Bug In iOS, OS X Allows AirDrop To Write Files Anywhere On File System
Trailrunner7 writes: There is a major vulnerability in a library in iOS and OS X that allows an attacker to overwrite arbitrary files on a target device and, when used in conjunction with other techniques, install a signed app that the device will trust without prompting the user with a warning dialog. Mark Dowd, the security researcher who discovered it, said he's been able to exploit the flaw over AirDrop, the feature in OS X and iOS that enables users to send files directly to other devices. If a user has AirDrop set to allow connections from anyone—not just her contacts—an attacker could exploit the vulnerability on a default locked iOS device. In fact, an attacker can exploit the vulnerability even if the victim doesn't agree to accept the file sent over AirDrop.

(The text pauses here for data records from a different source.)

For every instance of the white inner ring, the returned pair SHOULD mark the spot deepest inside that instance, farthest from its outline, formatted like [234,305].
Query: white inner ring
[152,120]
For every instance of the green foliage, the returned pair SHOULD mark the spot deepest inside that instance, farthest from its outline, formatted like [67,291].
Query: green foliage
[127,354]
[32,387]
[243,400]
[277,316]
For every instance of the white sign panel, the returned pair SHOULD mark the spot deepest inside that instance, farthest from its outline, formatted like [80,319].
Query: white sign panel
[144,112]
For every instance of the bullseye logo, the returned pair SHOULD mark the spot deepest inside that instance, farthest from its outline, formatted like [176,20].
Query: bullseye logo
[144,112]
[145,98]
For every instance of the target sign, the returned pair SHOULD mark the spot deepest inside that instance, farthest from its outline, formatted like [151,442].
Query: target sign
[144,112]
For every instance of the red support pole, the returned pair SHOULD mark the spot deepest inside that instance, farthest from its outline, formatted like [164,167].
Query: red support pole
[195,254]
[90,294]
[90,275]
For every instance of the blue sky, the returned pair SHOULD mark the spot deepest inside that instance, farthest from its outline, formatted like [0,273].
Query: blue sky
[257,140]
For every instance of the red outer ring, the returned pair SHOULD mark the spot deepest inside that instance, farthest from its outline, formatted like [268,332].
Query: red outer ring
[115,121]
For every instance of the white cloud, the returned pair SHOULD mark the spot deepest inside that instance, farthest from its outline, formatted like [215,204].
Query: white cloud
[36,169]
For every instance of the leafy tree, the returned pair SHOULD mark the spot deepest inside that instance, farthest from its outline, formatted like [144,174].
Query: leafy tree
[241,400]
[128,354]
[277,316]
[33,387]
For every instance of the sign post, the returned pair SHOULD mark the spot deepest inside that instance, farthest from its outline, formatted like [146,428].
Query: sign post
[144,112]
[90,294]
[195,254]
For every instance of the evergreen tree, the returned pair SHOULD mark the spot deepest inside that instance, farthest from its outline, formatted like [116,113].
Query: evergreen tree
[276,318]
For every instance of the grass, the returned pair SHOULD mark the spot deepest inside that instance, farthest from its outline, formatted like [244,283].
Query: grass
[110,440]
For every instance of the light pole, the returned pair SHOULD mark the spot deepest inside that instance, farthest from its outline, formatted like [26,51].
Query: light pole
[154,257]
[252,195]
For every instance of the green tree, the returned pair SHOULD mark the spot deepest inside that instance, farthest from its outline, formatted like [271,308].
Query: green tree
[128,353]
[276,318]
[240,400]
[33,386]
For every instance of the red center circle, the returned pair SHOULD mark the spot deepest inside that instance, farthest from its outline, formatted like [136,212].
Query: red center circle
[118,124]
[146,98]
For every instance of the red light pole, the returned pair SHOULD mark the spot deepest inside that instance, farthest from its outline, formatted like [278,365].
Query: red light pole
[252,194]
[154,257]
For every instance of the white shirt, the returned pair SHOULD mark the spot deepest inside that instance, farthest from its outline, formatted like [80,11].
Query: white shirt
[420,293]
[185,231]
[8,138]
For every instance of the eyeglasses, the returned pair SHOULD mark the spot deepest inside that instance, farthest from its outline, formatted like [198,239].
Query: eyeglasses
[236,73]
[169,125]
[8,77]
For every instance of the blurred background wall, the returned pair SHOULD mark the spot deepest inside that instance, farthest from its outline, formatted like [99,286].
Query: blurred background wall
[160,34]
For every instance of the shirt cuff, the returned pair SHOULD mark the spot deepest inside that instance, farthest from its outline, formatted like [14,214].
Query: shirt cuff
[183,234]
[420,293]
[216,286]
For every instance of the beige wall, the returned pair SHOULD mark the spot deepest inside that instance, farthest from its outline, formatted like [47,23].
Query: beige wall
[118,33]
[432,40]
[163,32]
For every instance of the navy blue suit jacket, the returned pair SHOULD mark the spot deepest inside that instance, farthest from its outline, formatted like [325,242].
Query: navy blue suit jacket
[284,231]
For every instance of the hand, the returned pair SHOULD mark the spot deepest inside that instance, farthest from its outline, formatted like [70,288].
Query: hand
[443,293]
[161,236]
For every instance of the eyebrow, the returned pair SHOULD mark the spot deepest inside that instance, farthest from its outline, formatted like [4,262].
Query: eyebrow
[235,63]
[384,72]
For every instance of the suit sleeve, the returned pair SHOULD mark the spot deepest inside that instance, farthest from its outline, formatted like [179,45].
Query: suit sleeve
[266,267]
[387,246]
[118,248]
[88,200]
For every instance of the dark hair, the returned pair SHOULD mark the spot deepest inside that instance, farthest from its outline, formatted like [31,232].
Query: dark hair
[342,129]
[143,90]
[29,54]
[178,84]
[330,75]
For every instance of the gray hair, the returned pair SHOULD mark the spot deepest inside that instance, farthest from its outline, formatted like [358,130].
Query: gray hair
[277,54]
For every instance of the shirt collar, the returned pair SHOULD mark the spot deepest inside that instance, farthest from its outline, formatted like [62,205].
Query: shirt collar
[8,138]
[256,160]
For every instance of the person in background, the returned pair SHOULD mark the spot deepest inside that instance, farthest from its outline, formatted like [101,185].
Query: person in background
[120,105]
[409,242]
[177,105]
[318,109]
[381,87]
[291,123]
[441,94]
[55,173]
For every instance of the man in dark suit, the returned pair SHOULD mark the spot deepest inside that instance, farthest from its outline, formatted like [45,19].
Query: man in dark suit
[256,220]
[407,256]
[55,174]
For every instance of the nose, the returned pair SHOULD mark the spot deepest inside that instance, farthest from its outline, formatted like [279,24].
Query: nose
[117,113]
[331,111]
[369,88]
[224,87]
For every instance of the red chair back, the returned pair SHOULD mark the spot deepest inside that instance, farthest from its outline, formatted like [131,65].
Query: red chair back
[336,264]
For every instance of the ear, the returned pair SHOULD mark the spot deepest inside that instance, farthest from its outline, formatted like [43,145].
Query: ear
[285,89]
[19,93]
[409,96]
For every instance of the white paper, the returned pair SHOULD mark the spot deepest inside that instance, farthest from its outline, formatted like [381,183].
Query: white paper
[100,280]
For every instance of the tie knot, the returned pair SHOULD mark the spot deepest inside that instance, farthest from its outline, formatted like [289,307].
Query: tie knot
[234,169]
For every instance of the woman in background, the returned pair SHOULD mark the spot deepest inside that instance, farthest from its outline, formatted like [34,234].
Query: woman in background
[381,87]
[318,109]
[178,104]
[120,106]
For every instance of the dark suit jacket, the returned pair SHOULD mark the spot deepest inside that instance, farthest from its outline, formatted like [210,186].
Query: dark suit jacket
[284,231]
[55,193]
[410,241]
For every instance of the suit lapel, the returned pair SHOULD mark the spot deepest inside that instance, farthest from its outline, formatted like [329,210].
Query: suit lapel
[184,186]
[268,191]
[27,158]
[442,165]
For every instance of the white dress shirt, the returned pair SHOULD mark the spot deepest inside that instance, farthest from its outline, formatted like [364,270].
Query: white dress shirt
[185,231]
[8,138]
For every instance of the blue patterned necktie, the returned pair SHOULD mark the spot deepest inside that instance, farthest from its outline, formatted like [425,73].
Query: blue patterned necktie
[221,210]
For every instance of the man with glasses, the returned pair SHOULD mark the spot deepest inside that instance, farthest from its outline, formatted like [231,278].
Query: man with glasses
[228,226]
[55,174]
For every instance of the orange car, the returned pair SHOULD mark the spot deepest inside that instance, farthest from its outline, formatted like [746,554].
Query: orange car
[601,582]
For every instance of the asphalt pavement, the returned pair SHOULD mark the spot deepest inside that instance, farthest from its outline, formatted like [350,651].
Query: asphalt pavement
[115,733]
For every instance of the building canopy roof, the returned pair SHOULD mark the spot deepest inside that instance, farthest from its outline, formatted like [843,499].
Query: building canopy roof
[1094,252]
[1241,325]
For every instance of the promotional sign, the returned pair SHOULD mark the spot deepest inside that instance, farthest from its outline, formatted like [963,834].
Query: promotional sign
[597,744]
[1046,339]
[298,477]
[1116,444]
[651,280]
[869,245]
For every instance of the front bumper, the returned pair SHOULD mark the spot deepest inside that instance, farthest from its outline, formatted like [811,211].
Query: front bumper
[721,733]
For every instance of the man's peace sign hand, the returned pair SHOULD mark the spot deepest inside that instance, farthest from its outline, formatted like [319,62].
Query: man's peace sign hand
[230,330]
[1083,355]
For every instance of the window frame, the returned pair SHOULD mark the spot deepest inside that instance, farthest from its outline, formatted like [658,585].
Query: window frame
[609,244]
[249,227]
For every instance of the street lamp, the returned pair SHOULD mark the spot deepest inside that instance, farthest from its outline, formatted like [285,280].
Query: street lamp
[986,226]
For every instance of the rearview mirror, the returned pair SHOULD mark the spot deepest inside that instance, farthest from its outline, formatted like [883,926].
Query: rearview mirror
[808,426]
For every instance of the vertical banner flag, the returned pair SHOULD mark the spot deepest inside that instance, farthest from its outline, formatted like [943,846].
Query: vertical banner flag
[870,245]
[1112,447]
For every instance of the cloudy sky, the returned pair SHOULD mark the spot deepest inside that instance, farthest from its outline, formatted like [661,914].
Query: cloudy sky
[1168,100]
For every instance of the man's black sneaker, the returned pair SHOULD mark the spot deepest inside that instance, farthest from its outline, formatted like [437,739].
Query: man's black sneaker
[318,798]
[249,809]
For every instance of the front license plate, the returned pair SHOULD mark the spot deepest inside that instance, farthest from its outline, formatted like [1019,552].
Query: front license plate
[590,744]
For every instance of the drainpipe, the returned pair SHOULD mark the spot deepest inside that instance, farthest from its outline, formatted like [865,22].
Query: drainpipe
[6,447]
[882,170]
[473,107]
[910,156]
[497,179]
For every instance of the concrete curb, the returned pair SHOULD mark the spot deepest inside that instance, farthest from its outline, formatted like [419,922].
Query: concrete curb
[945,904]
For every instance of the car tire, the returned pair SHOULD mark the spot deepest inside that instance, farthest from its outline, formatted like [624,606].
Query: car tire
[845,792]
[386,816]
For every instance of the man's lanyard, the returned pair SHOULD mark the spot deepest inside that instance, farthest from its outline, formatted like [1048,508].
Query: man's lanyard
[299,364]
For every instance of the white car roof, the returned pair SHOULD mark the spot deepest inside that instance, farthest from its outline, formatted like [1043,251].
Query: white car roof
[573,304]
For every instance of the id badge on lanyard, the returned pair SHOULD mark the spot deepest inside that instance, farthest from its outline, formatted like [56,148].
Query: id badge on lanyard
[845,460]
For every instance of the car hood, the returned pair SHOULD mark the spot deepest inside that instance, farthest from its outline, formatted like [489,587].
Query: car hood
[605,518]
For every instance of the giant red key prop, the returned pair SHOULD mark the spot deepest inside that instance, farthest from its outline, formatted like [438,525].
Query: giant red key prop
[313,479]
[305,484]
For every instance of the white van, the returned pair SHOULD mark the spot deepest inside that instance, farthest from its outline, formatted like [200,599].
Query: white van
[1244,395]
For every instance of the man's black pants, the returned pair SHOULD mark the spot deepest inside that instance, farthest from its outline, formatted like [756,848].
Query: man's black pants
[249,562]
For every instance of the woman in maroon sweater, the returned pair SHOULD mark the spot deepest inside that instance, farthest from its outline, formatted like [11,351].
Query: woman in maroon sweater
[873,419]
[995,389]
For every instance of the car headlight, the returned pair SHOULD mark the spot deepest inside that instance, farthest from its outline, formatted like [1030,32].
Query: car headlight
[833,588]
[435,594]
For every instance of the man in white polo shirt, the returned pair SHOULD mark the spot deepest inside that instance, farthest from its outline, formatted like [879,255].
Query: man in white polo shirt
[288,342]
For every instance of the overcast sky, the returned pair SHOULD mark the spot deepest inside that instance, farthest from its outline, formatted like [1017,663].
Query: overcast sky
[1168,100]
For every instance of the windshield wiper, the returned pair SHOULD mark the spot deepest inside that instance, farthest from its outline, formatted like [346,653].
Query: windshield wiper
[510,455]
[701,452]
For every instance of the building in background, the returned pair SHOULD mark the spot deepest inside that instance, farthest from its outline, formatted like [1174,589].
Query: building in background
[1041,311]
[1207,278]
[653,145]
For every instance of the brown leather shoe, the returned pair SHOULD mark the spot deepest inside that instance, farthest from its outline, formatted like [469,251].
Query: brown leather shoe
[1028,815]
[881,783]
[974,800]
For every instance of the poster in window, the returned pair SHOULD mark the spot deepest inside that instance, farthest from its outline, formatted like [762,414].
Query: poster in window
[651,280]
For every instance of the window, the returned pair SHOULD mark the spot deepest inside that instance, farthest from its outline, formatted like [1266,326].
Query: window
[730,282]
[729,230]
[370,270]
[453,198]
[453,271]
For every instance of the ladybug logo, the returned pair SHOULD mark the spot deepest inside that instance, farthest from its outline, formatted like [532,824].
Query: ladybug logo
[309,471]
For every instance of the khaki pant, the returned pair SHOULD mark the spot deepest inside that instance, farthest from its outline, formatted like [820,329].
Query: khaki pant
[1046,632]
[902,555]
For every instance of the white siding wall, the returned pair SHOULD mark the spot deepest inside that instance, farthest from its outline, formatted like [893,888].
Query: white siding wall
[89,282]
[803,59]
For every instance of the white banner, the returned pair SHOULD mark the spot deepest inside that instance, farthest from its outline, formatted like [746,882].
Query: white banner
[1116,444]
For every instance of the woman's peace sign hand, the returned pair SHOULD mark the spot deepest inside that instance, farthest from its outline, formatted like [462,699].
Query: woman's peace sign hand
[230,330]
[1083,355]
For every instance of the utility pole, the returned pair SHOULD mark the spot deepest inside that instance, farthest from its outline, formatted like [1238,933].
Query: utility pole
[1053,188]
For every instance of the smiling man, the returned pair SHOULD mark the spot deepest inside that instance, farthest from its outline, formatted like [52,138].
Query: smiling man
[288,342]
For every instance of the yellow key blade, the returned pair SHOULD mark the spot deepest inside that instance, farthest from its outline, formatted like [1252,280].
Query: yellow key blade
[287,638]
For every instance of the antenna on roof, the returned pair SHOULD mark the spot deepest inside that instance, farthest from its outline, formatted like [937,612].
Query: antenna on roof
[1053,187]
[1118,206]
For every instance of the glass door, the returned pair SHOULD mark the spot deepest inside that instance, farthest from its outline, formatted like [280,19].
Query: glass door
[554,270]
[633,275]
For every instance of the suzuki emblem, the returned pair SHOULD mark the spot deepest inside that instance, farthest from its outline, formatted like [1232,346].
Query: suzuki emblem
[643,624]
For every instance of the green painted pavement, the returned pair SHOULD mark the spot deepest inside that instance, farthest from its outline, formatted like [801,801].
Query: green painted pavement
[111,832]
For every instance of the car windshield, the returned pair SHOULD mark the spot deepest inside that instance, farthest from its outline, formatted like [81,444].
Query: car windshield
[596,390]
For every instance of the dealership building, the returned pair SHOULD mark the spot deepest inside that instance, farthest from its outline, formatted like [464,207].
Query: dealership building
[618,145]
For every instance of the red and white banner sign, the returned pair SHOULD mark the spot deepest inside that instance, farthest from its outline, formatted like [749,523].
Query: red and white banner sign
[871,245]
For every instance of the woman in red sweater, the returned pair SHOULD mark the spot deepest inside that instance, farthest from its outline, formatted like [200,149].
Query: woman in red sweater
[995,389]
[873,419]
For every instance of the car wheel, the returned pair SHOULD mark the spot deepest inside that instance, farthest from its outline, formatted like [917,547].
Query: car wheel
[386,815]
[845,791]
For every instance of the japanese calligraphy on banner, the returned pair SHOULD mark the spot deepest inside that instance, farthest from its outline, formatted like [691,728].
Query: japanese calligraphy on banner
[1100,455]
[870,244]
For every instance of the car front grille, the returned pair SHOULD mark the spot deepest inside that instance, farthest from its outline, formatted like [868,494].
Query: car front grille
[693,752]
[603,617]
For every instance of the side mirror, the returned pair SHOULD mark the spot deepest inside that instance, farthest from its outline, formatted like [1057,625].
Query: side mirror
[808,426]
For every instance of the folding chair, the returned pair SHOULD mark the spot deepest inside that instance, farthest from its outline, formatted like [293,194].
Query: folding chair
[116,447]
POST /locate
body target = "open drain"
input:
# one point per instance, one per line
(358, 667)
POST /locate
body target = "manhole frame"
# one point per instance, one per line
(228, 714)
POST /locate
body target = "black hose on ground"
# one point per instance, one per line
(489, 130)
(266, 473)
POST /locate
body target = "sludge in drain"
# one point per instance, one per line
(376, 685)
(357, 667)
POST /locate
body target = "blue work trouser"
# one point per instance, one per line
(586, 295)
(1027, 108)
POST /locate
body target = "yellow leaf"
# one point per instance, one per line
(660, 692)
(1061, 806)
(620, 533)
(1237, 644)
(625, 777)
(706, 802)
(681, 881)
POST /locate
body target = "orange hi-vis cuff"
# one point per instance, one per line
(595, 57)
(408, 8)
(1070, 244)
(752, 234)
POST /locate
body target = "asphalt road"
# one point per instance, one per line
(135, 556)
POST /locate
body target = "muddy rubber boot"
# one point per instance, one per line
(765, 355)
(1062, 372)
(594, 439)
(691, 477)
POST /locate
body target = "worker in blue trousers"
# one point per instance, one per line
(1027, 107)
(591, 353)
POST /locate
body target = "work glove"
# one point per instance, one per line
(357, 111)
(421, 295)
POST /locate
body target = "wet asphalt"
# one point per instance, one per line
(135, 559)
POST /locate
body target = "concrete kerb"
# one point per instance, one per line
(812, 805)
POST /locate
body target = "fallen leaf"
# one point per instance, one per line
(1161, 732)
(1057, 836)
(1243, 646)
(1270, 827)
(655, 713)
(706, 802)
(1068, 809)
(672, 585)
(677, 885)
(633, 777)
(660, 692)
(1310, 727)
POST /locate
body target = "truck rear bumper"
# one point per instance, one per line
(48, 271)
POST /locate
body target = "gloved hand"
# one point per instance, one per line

You know why Linux isn't the amazing success that Slashdotters think it should be? Because it's clear no one has ever interacted with real people, ever. Here, let me paint you a picture, I call it "literally the only time I've ever seen AirDrop used, ever."
You're at a convention. There are people cosplaying. Two cosplayers who don't know each other but are cosplaying characters from the same show meet and do a pose and someone else takes a picture. The picture looks cool and one of the cosplayers says "ooo, send me that picture." Rather than exchange contact information, the picture taker AirDrops the picture onto the cosplayer's phone.
And there you go, literally the only time I've ever seen anyone use AirDrop - to share a picture they just took with someone they didn't know and didn't want to share contact information with.
AirDrop is only useful when, for whatever reason, you want to share some document of some form with someone you don't know and don't feel like setting up a "proper" channel to. Otherwise there's no reason to use it over email.
Given this bug, how can you know that?
If you'd read the article, you'd have seen that the way to bypass the authorization prompt was by "nstalling an enterprise provisioning profile on the device and marking it as trusted."
Sounds to me like AirDrop is superfluous in this case. If my device has an enterprise provisioning profile, I believe that enterprise can already put whatever it wants on it.
So, if anything, this sounds like a sandboxing issue (you can put files in arbitrary locations on the device) rather than an AirDrop issue.